Virolas

McCombe, arte y ensayo

Que reste-t-il de nos amours?


Se llamaba Gwyned Filling, tenía 23 años y un rostro angelical. Una mañana, unos pocos años después de acabada la segunda gran guerra, se lanzó a las calles de Nueva York a la caza y captura de un trabajo. Algo tan normal, aparentemente. Y la cámara del fotógrafo se fijó en ella. Un rostro, un bello rostro entre la multitud de las grandes avenidas, entre manzanas, atestadas como estaban de personas con sus vidas y vivencias. Leonard McCombe la siguió para la ya prestigiosa Life. Con ella realizó un magistral ensayo fotográfico durante el cual la joven halló el tan ansiado empleo: ganaba 35 dólares semanales en una agencia publicitaria.
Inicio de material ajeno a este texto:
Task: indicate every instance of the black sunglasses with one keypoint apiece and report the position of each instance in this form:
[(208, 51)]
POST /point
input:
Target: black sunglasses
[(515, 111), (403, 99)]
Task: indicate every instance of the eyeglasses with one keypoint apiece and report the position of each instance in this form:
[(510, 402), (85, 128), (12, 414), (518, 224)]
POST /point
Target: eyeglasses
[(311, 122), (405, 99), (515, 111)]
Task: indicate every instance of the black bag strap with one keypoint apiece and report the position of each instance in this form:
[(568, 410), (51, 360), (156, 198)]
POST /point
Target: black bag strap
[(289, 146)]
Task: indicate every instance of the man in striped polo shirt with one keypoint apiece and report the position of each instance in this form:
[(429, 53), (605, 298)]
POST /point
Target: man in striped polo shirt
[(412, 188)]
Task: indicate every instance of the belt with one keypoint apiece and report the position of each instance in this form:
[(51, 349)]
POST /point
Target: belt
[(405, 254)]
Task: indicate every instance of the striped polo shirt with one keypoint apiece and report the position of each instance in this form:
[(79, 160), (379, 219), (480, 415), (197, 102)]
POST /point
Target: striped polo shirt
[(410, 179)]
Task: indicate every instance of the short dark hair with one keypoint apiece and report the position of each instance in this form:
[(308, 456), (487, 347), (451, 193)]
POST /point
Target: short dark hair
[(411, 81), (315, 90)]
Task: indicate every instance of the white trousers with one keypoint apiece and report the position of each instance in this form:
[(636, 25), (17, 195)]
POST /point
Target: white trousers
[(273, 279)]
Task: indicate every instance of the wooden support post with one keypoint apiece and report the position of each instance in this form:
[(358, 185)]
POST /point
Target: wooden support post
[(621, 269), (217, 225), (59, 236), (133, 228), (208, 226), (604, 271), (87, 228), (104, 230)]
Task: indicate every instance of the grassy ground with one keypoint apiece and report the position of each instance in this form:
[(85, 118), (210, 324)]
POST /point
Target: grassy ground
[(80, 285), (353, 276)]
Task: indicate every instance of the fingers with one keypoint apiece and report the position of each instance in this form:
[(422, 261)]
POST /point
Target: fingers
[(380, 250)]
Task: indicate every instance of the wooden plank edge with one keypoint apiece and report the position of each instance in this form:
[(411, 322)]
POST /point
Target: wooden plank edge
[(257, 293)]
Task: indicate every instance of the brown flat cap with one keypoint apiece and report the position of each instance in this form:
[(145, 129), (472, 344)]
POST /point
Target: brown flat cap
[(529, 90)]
De repente, Gwyned se convirtió en esa novia que nunca tuvimos, en esa hermana que no alcanzamos a tener tampoco o en aquella hija que otros muchos ambicionaron. Enamoró a toda una generación de norteamericanos, en una sociedad que se levantaba a empellones de los desastres de un conflicto tan brutal como aquel. Murió con 80 años de edad, en 2005, cuando ya no eran tantos los que recordaban su rostro tan limpio, tan dulce, tan imponente a la vez.